Lloyd Kofi Foster (b.1990, Washington, DC) is a Ghanaian-American photographer based in Brooklyn, New York. Self-taught, Foster’s work uses personal connections, memories, and authentic perception to capture daily life, combat warped media perspectives, and to better understand his subjects. Foster's works have exhibited at the National Geographic Museum, BWI Airport International Art Gallery, The Textile Museum, Prince George's African American Museum, and IA&A at Hillyer, among other exhibition spaces within the United States.

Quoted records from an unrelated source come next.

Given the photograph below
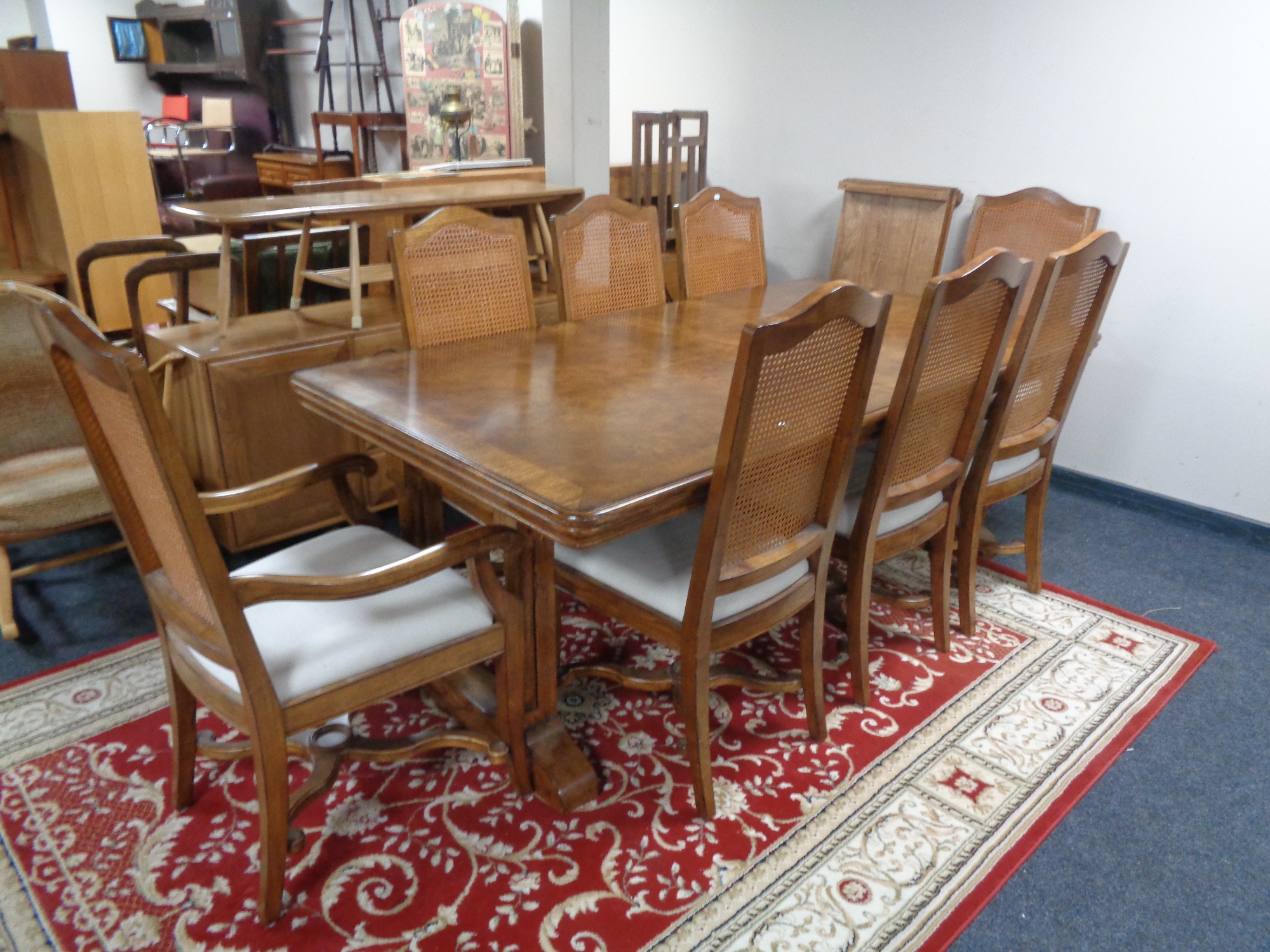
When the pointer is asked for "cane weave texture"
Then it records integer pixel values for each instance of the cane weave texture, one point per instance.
(610, 263)
(49, 489)
(958, 348)
(1033, 229)
(1061, 328)
(723, 249)
(798, 406)
(463, 284)
(124, 430)
(35, 413)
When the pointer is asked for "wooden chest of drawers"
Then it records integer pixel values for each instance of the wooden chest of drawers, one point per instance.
(280, 171)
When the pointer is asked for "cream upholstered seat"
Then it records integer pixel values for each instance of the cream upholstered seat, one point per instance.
(655, 568)
(891, 520)
(1005, 469)
(298, 640)
(350, 638)
(48, 483)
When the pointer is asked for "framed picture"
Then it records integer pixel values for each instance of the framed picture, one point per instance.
(129, 40)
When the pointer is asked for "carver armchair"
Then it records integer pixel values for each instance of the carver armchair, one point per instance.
(302, 638)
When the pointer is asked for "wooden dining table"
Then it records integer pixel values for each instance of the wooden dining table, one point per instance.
(575, 433)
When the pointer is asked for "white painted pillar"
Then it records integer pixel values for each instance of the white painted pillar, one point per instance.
(576, 93)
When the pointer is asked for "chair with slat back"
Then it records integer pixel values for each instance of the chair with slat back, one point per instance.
(905, 492)
(460, 275)
(610, 258)
(1017, 451)
(1033, 223)
(758, 554)
(48, 484)
(378, 616)
(892, 235)
(721, 243)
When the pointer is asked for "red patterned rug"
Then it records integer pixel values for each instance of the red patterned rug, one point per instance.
(892, 836)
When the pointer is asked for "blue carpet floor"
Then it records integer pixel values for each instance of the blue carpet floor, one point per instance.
(1170, 850)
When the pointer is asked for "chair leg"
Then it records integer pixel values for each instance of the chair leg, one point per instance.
(857, 609)
(8, 625)
(270, 757)
(811, 626)
(185, 709)
(1036, 530)
(695, 697)
(967, 565)
(942, 583)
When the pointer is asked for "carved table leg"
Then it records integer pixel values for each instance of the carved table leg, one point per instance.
(562, 775)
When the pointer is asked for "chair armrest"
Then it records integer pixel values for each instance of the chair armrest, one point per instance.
(275, 488)
(471, 544)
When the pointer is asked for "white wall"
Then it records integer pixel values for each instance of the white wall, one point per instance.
(15, 21)
(1151, 110)
(79, 29)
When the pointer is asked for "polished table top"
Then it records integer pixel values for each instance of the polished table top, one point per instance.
(361, 202)
(585, 431)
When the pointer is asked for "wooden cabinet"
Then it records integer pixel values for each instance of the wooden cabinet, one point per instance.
(238, 420)
(279, 172)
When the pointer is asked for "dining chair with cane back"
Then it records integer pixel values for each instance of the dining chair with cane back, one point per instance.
(1017, 451)
(302, 638)
(462, 274)
(905, 492)
(758, 554)
(721, 243)
(892, 234)
(610, 258)
(1033, 223)
(48, 484)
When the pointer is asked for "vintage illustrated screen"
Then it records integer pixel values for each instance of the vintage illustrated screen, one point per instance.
(446, 45)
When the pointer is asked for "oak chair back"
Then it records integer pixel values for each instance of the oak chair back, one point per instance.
(610, 258)
(1053, 346)
(892, 235)
(1033, 223)
(462, 274)
(667, 167)
(721, 243)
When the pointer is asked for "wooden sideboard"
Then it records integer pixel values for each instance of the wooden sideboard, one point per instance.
(280, 172)
(238, 420)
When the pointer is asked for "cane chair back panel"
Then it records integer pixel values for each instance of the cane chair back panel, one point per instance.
(1062, 327)
(892, 235)
(1033, 224)
(463, 275)
(117, 418)
(721, 244)
(34, 411)
(796, 416)
(959, 346)
(610, 258)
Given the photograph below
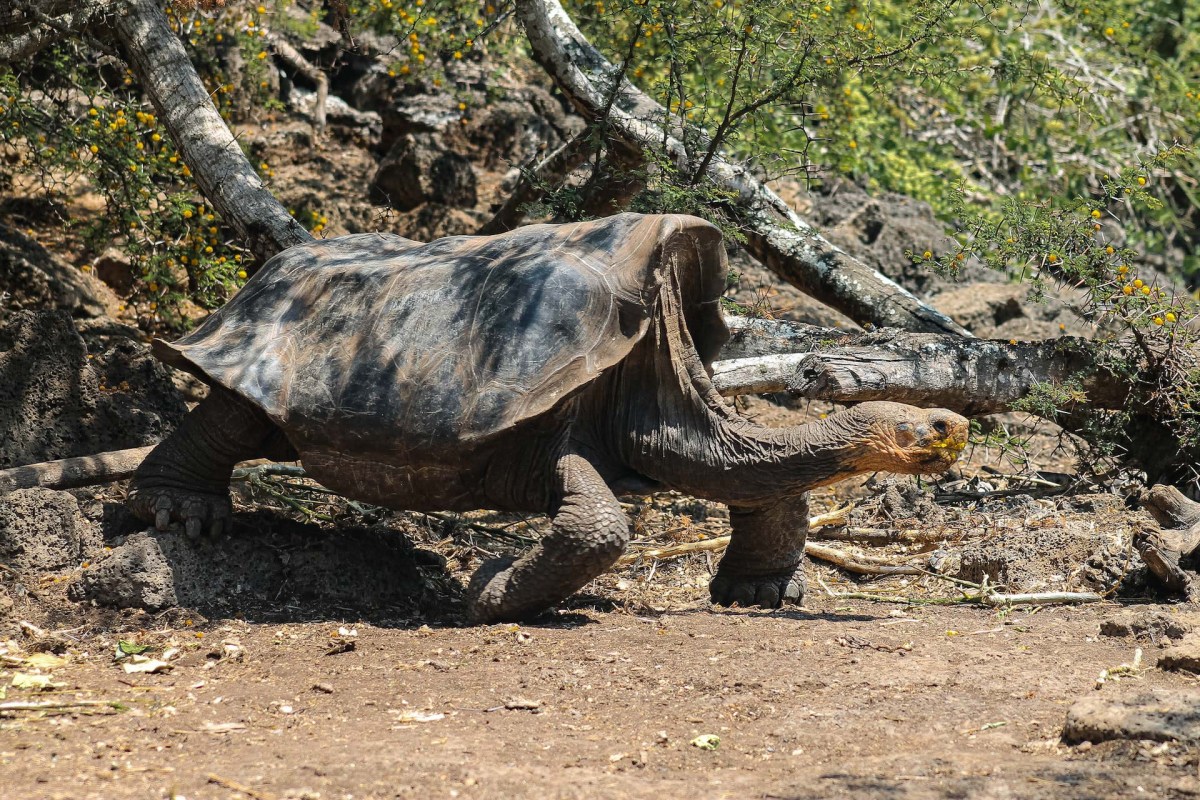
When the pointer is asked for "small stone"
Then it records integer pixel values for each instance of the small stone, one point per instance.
(1159, 715)
(1149, 625)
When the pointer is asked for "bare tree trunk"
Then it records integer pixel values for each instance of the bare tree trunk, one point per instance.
(209, 148)
(971, 377)
(775, 234)
(29, 25)
(71, 473)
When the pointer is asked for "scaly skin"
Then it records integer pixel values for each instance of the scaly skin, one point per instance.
(589, 533)
(186, 477)
(763, 563)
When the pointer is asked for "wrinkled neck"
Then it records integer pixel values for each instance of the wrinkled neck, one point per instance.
(767, 463)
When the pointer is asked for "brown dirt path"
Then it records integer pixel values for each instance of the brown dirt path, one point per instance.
(840, 699)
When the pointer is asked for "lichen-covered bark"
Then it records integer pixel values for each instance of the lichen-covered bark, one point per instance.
(775, 234)
(27, 26)
(205, 143)
(971, 377)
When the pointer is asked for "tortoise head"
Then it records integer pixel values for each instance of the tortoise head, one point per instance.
(899, 438)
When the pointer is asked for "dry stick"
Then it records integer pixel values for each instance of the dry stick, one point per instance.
(717, 543)
(551, 172)
(184, 104)
(51, 705)
(879, 536)
(72, 473)
(775, 234)
(971, 377)
(292, 58)
(991, 599)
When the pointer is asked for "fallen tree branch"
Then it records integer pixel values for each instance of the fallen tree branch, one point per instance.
(293, 59)
(881, 536)
(25, 28)
(531, 186)
(208, 146)
(967, 376)
(775, 235)
(73, 473)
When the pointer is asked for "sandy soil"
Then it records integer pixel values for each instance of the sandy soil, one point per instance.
(839, 699)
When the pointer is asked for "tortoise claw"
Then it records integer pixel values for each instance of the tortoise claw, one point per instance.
(766, 591)
(162, 506)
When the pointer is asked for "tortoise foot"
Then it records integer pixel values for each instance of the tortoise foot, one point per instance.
(766, 591)
(197, 511)
(486, 593)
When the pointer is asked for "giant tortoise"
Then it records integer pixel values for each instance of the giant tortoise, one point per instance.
(546, 370)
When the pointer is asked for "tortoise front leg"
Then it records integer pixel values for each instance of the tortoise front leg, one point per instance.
(588, 534)
(186, 477)
(763, 564)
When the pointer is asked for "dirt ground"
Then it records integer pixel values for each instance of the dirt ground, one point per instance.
(838, 699)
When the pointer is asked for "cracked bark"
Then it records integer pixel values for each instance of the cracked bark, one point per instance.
(775, 234)
(208, 146)
(967, 376)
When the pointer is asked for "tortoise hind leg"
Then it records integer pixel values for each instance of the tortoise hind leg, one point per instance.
(589, 533)
(186, 477)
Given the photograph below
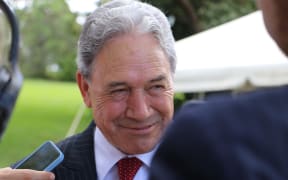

Foster is currently a graduate student at New York University pursuing an MFA in Studio Art.

lloydfoster.com

Instagram: @_lloydfoster

 

MILLER BIANUCCI

Miller holds an MSc in African Studies and an MSc in Comparative and International Education from the University of Oxford. and is currently studying Comparative and International Education at the University of Oxford. Her work explores the impact of history, society, and politics on national educational systems and students in East Africa. Miller is engaged in the on-going discourse regarding the decolonisation of knowledge, curriculum development, and educational aspirations in Africa. Her research is concerned with ways in which historical narratives and perspectives of the continent might be reframed through educational reform.

Twitter: @millerebianucci

 

OUSMANE SOW

Ousmane Sow is a 23-year old, American artist based in New York.

Instagram: @ouzmanesow

 

SANYU MULIRA

Sanyu Mulira is a PhD student in the History Department at NYU with a focus on African Diasporic history in the francophone world. Her research revolves around the militant activism of Caribbean and African women in the mid 20th century. After receiving her MA in African Studies at UCLA in 2014, Mulira was an adjunct professor of Ethnic Studies and French at California State University, Sacramento until 2016. Most recently, Mulira was an visiting lecturer of Global History at the Pratt Institute for the 2017-2018 academic year.

 

YODITH DAMMLASH

Yodith is a photographer, archivist and editor based in the DC Metropolitan area. Her personal work has been featured in MFON: Women Photographers of the African Diaspora, Format Magazine, The Week: Captured, Photo District News, OkayAfrica, Sally Hemings Dream zine, Nueva Luz Photographic Journal, Rooted In Magazine, East City Art, The Root, MSN and Huffington Post. In December 2016, she was a featured artist in Addis Foto Fest, on of the leading photography festivals in Africa and the world. She most recently exhibited at The African American Museum in Philadelphia and Prince George's African American Museum and Culture in Brentwood, Maryland. Yodith's photo-based work explores her own Ethiopian-American ancestry through the lenses of womanhood and collective memory. She specializes in portrait, documentary, editorial and archival photography.